I'm attempting to write a screen scraper for Digikey that will allow our company to keep accurate track of pricing, part availability and product replacements when a part is discontinued. There seems to be a discrepancy between the XPATH that I'm seeing in Chrome Devtools as well as Firebug on Firefox and what my C# program is seeing.
The page that I'm scraping currently is http://search.digikey.com/scripts/DkSearch/dksus.dll?Detail&name=296-12602-1-ND
The code I'm currently using is pretty quick and dirty...

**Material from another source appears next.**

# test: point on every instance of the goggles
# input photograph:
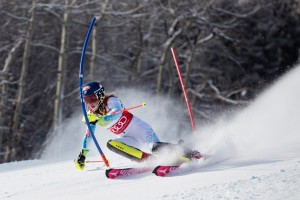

//This function retrieves data from the digikey
private static List<string> ExtractProductInfo(HtmlDocument doc)
{
List<HtmlNode> m_unparsedProductInfoNodes = new List<HtmlNode>();
List<string> m_unparsedProductInfo = new List<string>();
//Base Node for part info
string m_baseNode = @"//html[1]/body[1]/div[2]";
//Write part info to list
m_unparsedProductInfoNodes.Add(doc.DocumentNode.SelectSingleNode(m_baseNode + @"/table[1]/tr[1]/td[1]/table[1]/tr[1]/td[1]"));
//More lines of similar form will go here for more info
//this retrieves digikey PN
foreach(HtmlNode node in m_unparsedProductInfoNodes)
{
m_unparsedProductInfo.Add(node.InnerText);
}
return m_unparsedProductInfo;
}
Although the path I'm using appears to be "correct" I keep getting NULL when I look at the list "m_unparsedProductInfoNodes"
Any idea what's going on here? I'll also add that if I do a "SelectNodes" on the baseNode it only returns a div with the only significant child being "cs=####" which seems to vary with browser user agents. If I try to use this in anyway (putting /cs=0 in the path for the unidentifiable browser) it pitches a fit insisting that my expression doesn't evaluate to a node set, but leaving them still leaves the problem of all data past div[2] is returned as NULL.